We (Adam Shimi, Joe Collman & myself) are trying to emulate peer review feedback for Alignment Forum posts. This is the second review in the series. The first’s introduction sums up our motivation and approach rather well, we will not duplicate it here.
Instead, let’s dive into today’s reviewed work: Learning Normativity: A Research Agenda by Abram Demski. We’ll follow the same structure as before: summarize the work, locate its hypotheses, and examine its relevance to the field.
This post was written by Jérémy; as such, his perspective will likely bias its content, even if both Adam and Joe approve of it.
Pointing at norms instead of a specific set of values has several interesting features, especially how it handles the uncertainty of feedback from humans. Norms are reflected imperfectly in human behavior, approval from humans regarding norm-following is sparse and imperfect, yet norms roughly convey what a machine should do.
Abram points at language learning as a major motivating example.

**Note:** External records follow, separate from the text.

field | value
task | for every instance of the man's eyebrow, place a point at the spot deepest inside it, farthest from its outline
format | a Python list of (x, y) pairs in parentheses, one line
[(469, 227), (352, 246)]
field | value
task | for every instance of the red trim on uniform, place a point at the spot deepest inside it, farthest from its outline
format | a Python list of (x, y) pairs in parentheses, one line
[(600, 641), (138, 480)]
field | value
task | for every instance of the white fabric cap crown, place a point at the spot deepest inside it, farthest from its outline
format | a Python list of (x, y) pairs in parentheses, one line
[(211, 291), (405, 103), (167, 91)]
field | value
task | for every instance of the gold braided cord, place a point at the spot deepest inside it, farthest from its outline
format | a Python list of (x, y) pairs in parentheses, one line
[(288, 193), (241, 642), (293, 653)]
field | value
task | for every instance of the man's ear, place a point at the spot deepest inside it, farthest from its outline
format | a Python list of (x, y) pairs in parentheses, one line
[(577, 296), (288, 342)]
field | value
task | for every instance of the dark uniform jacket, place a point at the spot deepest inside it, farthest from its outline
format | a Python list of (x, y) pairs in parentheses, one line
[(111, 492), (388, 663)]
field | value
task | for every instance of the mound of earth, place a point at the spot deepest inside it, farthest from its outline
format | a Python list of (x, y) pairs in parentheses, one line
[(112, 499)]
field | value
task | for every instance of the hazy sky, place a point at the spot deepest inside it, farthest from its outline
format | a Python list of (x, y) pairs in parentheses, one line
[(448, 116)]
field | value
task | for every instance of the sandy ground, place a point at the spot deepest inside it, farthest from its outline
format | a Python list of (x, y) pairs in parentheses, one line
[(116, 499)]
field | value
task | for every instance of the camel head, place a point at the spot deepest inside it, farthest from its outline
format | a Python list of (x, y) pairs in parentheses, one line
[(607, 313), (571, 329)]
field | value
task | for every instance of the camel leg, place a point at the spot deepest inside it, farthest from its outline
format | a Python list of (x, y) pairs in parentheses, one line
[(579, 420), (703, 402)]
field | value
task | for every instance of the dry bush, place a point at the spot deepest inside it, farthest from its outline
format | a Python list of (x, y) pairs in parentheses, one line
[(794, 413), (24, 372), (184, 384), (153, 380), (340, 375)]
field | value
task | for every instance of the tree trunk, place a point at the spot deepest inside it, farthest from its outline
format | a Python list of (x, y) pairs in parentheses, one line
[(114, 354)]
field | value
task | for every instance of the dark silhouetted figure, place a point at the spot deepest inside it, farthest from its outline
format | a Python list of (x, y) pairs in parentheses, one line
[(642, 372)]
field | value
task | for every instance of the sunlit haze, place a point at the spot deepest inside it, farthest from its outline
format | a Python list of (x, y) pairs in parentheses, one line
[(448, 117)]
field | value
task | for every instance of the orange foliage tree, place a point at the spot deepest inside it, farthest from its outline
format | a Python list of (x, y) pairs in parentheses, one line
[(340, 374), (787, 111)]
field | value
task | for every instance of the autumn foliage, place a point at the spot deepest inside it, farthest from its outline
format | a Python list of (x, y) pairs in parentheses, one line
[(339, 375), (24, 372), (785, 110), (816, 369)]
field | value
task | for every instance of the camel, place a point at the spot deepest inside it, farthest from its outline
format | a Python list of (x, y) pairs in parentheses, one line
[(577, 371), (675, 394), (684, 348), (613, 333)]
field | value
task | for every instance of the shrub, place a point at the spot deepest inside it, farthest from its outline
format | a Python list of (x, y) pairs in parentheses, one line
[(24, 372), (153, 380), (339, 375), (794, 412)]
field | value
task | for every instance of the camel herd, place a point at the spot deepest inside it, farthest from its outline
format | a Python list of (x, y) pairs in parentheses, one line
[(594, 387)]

We don’t learn English by knowing all the rules, we don’t even know all of them, those we can articulate don’t fit the data perfectly. Nevertheless, we can succeed, by human standards, at language acquisition.
Going beyond those standards, Abram mentions superhuman performance in language based on various properties of texts, with the implicit statement (if we interpret the post correctly) that this performance stems from a better adherence to the underlying norms of language.

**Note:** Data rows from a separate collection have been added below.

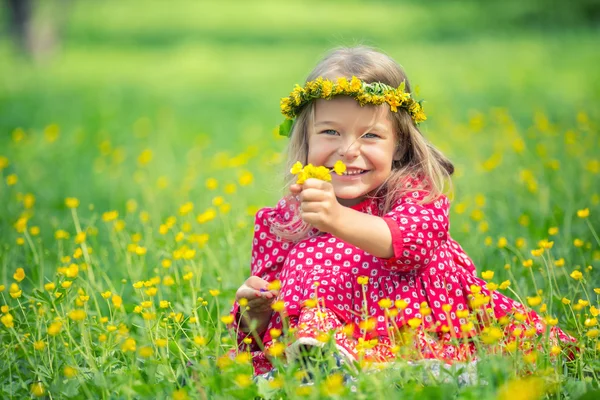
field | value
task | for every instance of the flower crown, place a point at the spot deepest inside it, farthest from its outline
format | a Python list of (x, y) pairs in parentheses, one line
[(365, 93)]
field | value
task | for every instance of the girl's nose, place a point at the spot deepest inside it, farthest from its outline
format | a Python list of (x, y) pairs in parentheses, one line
[(349, 150)]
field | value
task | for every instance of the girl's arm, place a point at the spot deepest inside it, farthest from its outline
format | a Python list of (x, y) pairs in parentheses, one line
[(407, 236), (367, 232)]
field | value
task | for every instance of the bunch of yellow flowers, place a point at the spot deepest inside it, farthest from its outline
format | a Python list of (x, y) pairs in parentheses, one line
[(321, 172)]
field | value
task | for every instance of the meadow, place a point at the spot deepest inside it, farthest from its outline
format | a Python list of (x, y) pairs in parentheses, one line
[(133, 160)]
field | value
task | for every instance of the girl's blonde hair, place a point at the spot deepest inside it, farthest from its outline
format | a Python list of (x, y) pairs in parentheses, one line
[(417, 157)]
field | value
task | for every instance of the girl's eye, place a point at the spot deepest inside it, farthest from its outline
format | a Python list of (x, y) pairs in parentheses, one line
[(370, 135)]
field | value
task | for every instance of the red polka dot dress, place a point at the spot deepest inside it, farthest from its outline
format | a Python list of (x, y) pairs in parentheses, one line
[(419, 304)]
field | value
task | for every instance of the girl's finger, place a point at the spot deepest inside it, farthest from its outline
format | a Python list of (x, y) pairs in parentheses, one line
[(295, 189)]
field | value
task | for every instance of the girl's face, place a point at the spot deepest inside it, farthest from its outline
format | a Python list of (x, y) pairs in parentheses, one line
[(362, 137)]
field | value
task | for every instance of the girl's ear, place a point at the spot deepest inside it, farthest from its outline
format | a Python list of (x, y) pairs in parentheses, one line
[(397, 155)]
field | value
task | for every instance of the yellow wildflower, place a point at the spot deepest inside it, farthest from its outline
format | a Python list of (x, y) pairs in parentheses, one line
[(577, 275), (77, 315), (504, 284), (276, 349), (583, 213), (7, 320), (593, 333), (117, 301), (385, 303), (339, 167), (37, 389), (19, 275), (534, 301), (278, 306), (414, 322), (487, 275), (200, 340), (14, 291), (71, 202), (54, 328)]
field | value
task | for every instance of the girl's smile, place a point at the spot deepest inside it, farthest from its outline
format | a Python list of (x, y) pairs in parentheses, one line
[(362, 137)]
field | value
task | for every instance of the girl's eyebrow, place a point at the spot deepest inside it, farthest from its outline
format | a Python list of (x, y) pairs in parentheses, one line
[(376, 128), (326, 123)]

This example shows that learning should be possible even in the absence of a gold standard, an ideal reference to which the output of an agent may be compared for performance. No feedback can be fully trusted; a system should eventually learn to distrust entire types of feedback, be robust to ontology shifts in feedback, and more generally be able to reinterpret any kind of feedback.
This creates a hierarchy in feedback, which is mirrored in the value specification problem: if one cannot specify values directly, one may try to specify how they are learned, and barring that one may try to learn how to learn, etc. Abram suggests there are ways to learn all relevant levels at once, generalizing over all of them. This would represent a possible approach to outer alignment.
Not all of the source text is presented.